TLDR;
- SAFE’s rulings emphasize strict oversight to maintain control over financial activities.
- China sees cryptocurrencies as threats to economic stability, banning transactions since 2021.
- Using yuan for crypto or foreign exchanges may now be illegal.
- Crypto is property under Chinese law only when treated as commodities.
- Tron’s Justin Sun pushes for progressive crypto policies.
- Stricter oversight highlights China’s control over financial activities.
Recently, China has imposed new regulations requiring banks to monitor and report risky crypto transactions. The purpose of these regulations is to reduce the illegal foreign exchange and cryptocurrency transactions that take place. Their organization (SAFE), i.e., the State Administration of Foreign Exchange, presented a notice that specifically instructed the banks to track transactions that included cross-border gambling, underground banking, and all illegal crypto-related activities.
The rules set forth will mandate the banks of China to carefully monitor crypto transactions with a focus on identifying individuals and organizations involved. The banks are also required to track the sources of funds in these transactions as well as observe the trading frequency. All banks in China must comply with these regulations. This highlights how the government of China is putting its attention on stricter oversight of its financial institutions.
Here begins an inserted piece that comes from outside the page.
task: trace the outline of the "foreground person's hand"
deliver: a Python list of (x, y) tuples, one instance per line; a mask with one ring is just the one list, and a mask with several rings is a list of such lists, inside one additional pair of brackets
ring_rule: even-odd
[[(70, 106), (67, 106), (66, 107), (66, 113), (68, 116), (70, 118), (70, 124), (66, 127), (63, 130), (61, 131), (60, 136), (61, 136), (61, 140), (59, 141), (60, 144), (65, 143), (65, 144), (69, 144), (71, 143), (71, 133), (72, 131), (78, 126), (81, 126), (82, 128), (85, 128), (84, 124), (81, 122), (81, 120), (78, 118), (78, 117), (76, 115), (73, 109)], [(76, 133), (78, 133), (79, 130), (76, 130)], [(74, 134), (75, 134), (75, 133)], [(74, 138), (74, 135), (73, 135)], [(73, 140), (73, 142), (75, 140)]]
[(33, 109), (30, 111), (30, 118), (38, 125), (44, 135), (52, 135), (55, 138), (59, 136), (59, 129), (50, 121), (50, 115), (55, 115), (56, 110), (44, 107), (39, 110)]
This Recent Development Aligns With the Anti-Crypto Stance of the Chinese Government
As discussed in a previous post, China has maintained a rather strict anti-crypto stance for several years now. The government views digital assets such as cryptocurrency as a threat to the financial stability of the country. That’s why they banned cryptocurrency transactions back in 2021. However, loopholes and underground networks have led to limited trading in this sector. This resulted in the government introducing even stricter regulations.
Lawyer Liu Zhengyao from ZhiHeng Law Firm highlighted that these extra measures offer a stronger legal basis for penalizing cryptocurrency trading. He cautioned everyone that using yuan to purchase cryptocurrencies and exchanging them for foreign fiat currencies can now be categorized as illegal cross-border financial activity, particularly if the transactions surpass legal limits.
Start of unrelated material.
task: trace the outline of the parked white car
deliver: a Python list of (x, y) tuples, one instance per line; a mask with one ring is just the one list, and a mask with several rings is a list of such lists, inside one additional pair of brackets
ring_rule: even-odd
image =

China’s continued crackdown on cryptocurrency demonstrates the government’s commitment to maintain control over financial activities in its borders. The Chinese government perceives cryptocurrencies as possible threats to the country’s economic stability. Surprisingly, despite the anti-crypto stance it holds, China is still the second-largest Bitcoin government holder. The government has more than 190,000 BTC, acquired from seizures linked with illegal financial activities.
Cryptocurrency Assets Have Some Protection From Chinese Law
Recently, the Chinese court acknowledged that in certain contexts, cryptocurrency assets do possess property-like attributes that the Chinese law protects. The condition is that cryptocurrency assets must be treated as commodities, not currencies or financial tools. This difference grants legal status to crypto holders to some extent, despite the serious ban on cryptocurrency’s use in financial transactions.
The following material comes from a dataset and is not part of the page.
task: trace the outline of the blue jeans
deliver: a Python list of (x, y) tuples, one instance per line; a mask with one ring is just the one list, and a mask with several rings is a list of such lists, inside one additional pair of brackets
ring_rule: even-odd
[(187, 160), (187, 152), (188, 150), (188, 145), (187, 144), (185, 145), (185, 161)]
There have been some pro-crypto advocates in China who are asking for a more progressive approach on cryptocurrency. One such example is the founder of Tron Blockchain, Justin Sun, who suggested that coming up with a more competitive regulatory framework for Bitcoin can put China in a better strategic position against the USA. This would overall benefit the world’s cryptocurrency industry.
However, the Chinese government is currently still taking a cautious approach in regards to cryptocurrency. This can be exhibited in SAFE’s recent rulings that focus on stricter monitoring of the Chinese financial institutions.